Yeah kara sounds good dont it


----------



## kara76 (Dec 14, 2004)

lets hope it goes bigger and changes things for wales

im exciting and very scarey and girls we all should be proud of this


----------



## ebonie (Apr 17, 2007)

Aww i hope it goes bigger as well   i have a feeling in my waters   

i feel very emotional   dunno why


----------



## ebonie (Apr 17, 2007)

6 minutes girls


----------



## ebonie (Apr 17, 2007)

You all done so well girls   
Jule and kara you both spoke brilliantly !!
And our two baby filmstars  

It was all put together brilliantly


----------



## kara76 (Dec 14, 2004)

well done all

jule you did fab as you know

we all looked great


----------



## miriam7 (Aug 8, 2007)

it was brill didnt know janet was going to speak too ...ive recorded it will get my mum to put it on dvd


----------



## Finlay (Aug 6, 2008)

Kara & Jule - you both spoke so well

Maia is so adorable and so alert being only 1 week old

And the other little boy (sorry don't know his name) was very cute, too.

Well done everyone


----------



## miriam7 (Aug 8, 2007)

sam the baby boy was ravans little boy ...michelle stole him


----------



## ANDI68 (Aug 17, 2007)

Can you get a copy for me Miriam please?  

It was put together well.  You should be proud girls and the little bubs were sooo sweet


----------



## Jule (Oct 12, 2008)

Oooh that was so exciting.  We all looked great.

Well done Kara you spoke really well.

Lyndon and Janet were great too.

All in all a fab report


----------



## kara76 (Dec 14, 2004)

well done lyndon and janet, if you reading you did proud


----------



## Queenie1 (Aug 21, 2008)

what a brill report.

kara and jule you were fab. thought you both came over so much better than je she seemed nervous. 

Lyndon was great

and the stars of the show were maia and sam!!!!

i told everyone in school to watch am gonna hit them all with the petition tomorrow. 

lets see this go national girls

emma i agree with you i was really nervous and excited about watching it.


----------



## kara76 (Dec 14, 2004)

i almost burst into tears watching it and i don't tend to cry


----------



## ANDI68 (Aug 17, 2007)

I cried at lunch time and that was only a clip, it's a reminder of the financial and emotional struggle plus I have no hormones atm


----------



## ebonie (Apr 17, 2007)

I know queenie it was so exciting   

Lucy owens son is beautiful as well isnt he , 

aww andi


----------



## Scouse (Aug 9, 2007)

Well Andi text me to watch your bid for stardom AND I MISSED IT!  Staying with in-laws and they only get bbc west!!!!!!!  can I watch it somewhere?
But would like to congrtulate you all - well done !  wishing this is successful for all parents to be!


----------



## kara76 (Dec 14, 2004)

hiya scouse hunni

im sure we can get a copy to you at some point


----------



## KellyG (Jun 11, 2008)

I missed it too, im looking on bbc iplayer.
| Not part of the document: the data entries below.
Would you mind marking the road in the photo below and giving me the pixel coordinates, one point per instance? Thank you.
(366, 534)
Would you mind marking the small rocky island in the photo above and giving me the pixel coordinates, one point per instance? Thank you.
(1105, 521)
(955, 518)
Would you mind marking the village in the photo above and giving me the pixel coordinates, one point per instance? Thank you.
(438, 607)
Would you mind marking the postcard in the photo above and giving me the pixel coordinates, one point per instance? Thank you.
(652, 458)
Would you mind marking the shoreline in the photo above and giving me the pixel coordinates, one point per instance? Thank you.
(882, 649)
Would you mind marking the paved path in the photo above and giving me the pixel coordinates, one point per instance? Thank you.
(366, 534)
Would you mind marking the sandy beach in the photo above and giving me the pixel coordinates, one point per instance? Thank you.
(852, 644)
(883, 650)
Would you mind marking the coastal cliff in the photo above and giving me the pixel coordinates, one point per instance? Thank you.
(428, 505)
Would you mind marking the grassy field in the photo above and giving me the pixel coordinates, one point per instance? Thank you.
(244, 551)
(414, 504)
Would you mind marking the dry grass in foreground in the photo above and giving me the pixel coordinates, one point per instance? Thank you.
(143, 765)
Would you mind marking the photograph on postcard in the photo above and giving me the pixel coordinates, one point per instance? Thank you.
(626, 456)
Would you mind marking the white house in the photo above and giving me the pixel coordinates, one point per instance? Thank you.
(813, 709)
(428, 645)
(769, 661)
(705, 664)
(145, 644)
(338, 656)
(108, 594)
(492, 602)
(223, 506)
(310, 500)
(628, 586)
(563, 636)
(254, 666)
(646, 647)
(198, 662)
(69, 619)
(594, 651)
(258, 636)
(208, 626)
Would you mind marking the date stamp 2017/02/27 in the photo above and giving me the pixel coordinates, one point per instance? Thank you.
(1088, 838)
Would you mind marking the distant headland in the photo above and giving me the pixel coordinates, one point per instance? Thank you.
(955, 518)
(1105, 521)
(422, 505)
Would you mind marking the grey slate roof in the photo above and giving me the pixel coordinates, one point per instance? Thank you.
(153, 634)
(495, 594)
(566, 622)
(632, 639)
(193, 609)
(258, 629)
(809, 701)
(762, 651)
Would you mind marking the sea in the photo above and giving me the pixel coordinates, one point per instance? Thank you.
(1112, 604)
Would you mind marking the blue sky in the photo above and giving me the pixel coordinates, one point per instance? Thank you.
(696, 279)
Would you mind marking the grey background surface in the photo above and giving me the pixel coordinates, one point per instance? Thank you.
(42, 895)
Mason was crying and josh turned the reminder off little git


----------



## Mrs Thomas (Jan 19, 2009)

Oh No I missed it - I assumed I could watch iplayer so didnt tape it. Anyone able to post it here so we can see it please ?

Mrs T


----------



## Taffy Girl (Feb 8, 2008)

Go girls!!!!!! 

Cant believe it made headline story - meant we just missed it "live" but MIL filled us in when we got there. Ive just watched it back now. (Have tears running down my face  )

Lovely to see your beautiful babies - but cant wait to meet them in person ...... next time 

Kara and Jule you both came across really well. Dont know what you were worried about. 

Michelle you look such a natural mum "smittling" little Sam - your time will come. 

Well done everyone who was involved (and those in the background) - Hope you get lots more signatures from this.


----------



## Scouse (Aug 9, 2007)

I just watched it...............  I am sooooooooo emotional and I thought I was getting over it!  
Well done to all involved but especially to Kara for all your hard campaigning!


----------



## MinMin (Apr 25, 2009)

You all look great!!  Well done!  GO GO Girls!  Babies look so so cute!  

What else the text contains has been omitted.